If we store row and column names/indices separately from the data then we don’t have to treat them as ‘special’ or factor them into, for example, the calculation of summary stats.
Also have to consider trade-offs around mapping the full column names on to something a little faster and easier to type!
Things That Can Go Wrong…
A selection of real issues I’ve seen in my life:
- Truncation: server ran out of diskspace or memory, or a file transfer was interrupted.
- Translation: headers don’t line up with data.
- Swapping: column order differs from spec.
- Incompleteness: range of real values differs from spec.
- Corruption: field delimitters included in field values.
- Errors: data entry errors resulted in incorrect values or the spec is downright wrong.
- Irrelevance: fields that simply aren’t relevant to your analysis.
These will generally require you to engage with columns and rows (via sampling) on an individual level.
> Why We Need an Arrow, a Duck, and a Parquet
These three interconnected technologies (and there are others too!) have changed my life. Sad as that sounds, it has reduced the time need to load and query large data sets from minutes to milliseconds. And it has solved many of the errors that I just listed above!
Arrow and Parquet
- Arrow is an in-memory columnar format for data. Data is stored in a structured way in RAM making it blazingly fast for operations.
- Parquet is a highly-compressed columnar file format for data. Data is stored in a structured way on your hard drive.
- Feather is a raw storage format for Arrow.

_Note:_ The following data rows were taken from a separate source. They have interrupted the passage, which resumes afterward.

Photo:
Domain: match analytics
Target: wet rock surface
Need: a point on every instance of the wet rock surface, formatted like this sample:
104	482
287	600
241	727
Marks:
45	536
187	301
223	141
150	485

TL;DR: for most applications Parquet will give nice, small files on disk and the benefits of columnar file storage; for computationally intensive applications where disk space and interoperability with other systems isn’t an issue then Feather might work.
What About the Duck?
- Serverless SQL queries against Parquet files
- Queries returned as Pandas data frames
- Select and filter before loading
- Fast conversion between CSV and Parquet via Arrow
For (Later) Reference
# Notice the engine and dtype_backend options
df = pandas.read_csv(fname, engine='pyarrow',
dtype_backend='pyarrow')
# And for parquet files
df = pandas.read_parquet(fname, columns=[...])
# And for DuckDB we can actually joing two
# files before they even get to Python!
q = f'''
SELECT * FROM
read_parquet('epc-ppd-2022-*.parquet') as ppd,
read_parquet('epc-ldd-2022-*.parquet') as ldd,
WHERE ppd.uid=ldd.uid
'''
df = duckdb.query(q).df()P.S. There’s also a command-line tool for DuckDB so you don’t even need Python.